Le Sénat mis en cause
Des faits qui, s’ils étaient avérés, relèveraient selon elle de pratiques « illégales »
ou « contraires à l’éthique »
, et qui devraient faire l’objet d’investigations internes, au nom de la « transparence »
, affirme-t-elle. L’élue appelle également Gérard Larcher à « mettre en œuvre dès maintenant des actions pour expliquer et mettre fin définitivement à ces graves dérives »
.
Sandrine Josso s’inquiète notamment de l’une des déclarations de Joël Guerriau au cours de l’enquête : l’ex-sénateur avait alors affirmé avoir obtenu la substance mise en cause (nouvelle fenêtre) auprès d’un autre parlementaire de la Chambre haute. Mardi soir, Joël Guerriau a été condamné à quatre ans de prison, dont 18 mois ferme, pour avoir drogué la députée à son insu en 2023, dans le but de la violer. Le sénateur, qui conteste les faits, a depuis fait appel (nouvelle fenêtre).
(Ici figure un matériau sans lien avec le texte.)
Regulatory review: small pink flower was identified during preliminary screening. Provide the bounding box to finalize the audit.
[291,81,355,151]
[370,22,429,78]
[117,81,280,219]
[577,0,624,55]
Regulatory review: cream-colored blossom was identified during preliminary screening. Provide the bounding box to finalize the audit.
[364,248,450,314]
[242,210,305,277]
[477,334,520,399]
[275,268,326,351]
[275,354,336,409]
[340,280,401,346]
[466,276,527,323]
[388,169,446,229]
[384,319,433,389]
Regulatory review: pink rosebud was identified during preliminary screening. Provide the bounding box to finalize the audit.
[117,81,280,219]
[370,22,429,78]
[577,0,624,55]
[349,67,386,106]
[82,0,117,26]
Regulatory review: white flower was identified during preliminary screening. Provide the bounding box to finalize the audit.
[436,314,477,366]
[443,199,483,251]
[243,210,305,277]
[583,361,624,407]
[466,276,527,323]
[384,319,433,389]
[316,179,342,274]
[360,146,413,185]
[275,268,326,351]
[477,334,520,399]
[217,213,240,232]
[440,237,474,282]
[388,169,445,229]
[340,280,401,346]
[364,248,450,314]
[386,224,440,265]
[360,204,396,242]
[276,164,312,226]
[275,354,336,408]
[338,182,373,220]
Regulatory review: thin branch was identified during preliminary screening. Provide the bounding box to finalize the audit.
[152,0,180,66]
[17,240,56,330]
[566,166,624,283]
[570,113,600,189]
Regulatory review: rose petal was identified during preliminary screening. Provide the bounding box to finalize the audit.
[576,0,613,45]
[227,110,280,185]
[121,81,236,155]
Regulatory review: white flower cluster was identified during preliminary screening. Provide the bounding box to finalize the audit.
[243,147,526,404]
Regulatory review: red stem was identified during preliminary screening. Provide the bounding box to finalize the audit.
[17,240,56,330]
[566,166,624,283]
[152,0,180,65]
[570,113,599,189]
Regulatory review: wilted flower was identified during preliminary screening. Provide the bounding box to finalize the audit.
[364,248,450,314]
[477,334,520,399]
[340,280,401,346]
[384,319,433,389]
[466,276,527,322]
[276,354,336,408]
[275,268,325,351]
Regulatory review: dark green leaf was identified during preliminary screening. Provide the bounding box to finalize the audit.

Interrogé en début de semaine sur RTL
, le président du Sénat s’est défendu de toute inaction. Il a expliqué avoir attendu une réponse du procureur, qu’il jugeait nécessaire avant de saisir le comité de déontologie du Sénat. Un comité finalement saisi durant l’été, quelques mois avant que Joël Guerriau n’annonce sa démission de son mandat de sénateur. « Les faits sont d’une extrême gravité »
, avait reconnu Gérard Larcher, tout en rappelant qu’il ne pouvait pas « démissionner lui-même »
un sénateur.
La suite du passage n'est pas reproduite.